Even when maternity leave is an option, a lot of women grapple with a number of questions surrounding whether or not they can take it. Often, they can't afford to take the time off if their employers don't compensate them or the government doesn't help stabilize their pay. And some worry about whether or not they'll still have a job upon their return. But new research suggests that unions may be able to help new moms take the leave to which they're entitled.
The United States is the only developed that does not have national standards regarding paid family or sick leave. This means that the only federal law that protects a new mothers' right to take time off after childbirth (12 weeks) is the Family and Medical Leave Act (FMLA). The FMLA guarantees that new moms will still have their jobs when they return from maternity leave without penalty in pay or position, even though that's not always the case. It does not require that they are paid while they're away. A workplace may or may not have an official maternity leave policy, and even if it does, the leave, unfortunately, may not be paid. If it is, it may not be fully paid — some companies will offer partially paid leave policies or programs like short-term disability policies.
Moreover, the FMLA does not apply to everyone.
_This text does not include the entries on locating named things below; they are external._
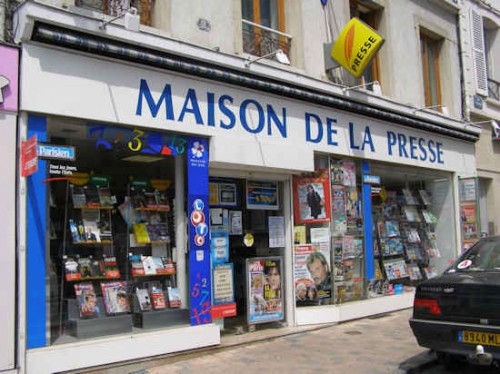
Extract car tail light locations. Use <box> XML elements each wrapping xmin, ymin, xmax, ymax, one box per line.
<box><xmin>413</xmin><ymin>298</ymin><xmax>442</xmax><ymax>316</ymax></box>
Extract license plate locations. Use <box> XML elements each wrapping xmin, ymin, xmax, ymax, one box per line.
<box><xmin>458</xmin><ymin>331</ymin><xmax>500</xmax><ymax>346</ymax></box>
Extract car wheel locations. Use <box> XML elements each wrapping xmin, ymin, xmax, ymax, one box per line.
<box><xmin>436</xmin><ymin>352</ymin><xmax>461</xmax><ymax>371</ymax></box>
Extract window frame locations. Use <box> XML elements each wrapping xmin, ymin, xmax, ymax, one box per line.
<box><xmin>420</xmin><ymin>31</ymin><xmax>443</xmax><ymax>112</ymax></box>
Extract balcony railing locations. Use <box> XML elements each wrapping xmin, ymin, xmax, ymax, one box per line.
<box><xmin>488</xmin><ymin>78</ymin><xmax>500</xmax><ymax>101</ymax></box>
<box><xmin>75</xmin><ymin>0</ymin><xmax>153</xmax><ymax>26</ymax></box>
<box><xmin>241</xmin><ymin>19</ymin><xmax>292</xmax><ymax>60</ymax></box>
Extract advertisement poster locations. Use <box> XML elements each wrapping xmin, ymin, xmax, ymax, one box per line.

It only protects new mothers if they work at a company with more than 50 employees and if they've worked there for a minimum of 1,250 hours during the prior year.
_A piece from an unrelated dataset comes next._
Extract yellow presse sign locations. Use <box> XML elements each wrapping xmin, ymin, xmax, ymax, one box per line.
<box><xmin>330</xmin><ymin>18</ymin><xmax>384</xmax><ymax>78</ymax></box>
Still, a lot of women have to rely on the FMLA. A study by the Society for Human Resource Management (SHRM) found that 60 percent of employers give 12 weeks of maternity leave, and 33 percent give more than 12 weeks, including both paid and unpaid leave. Only 58 percent of companies pay a salary or wage during some or all of maternity leave, according to the report.
Little to no pay and risk of job loss, of course, makes it difficult for new mothers to take time off.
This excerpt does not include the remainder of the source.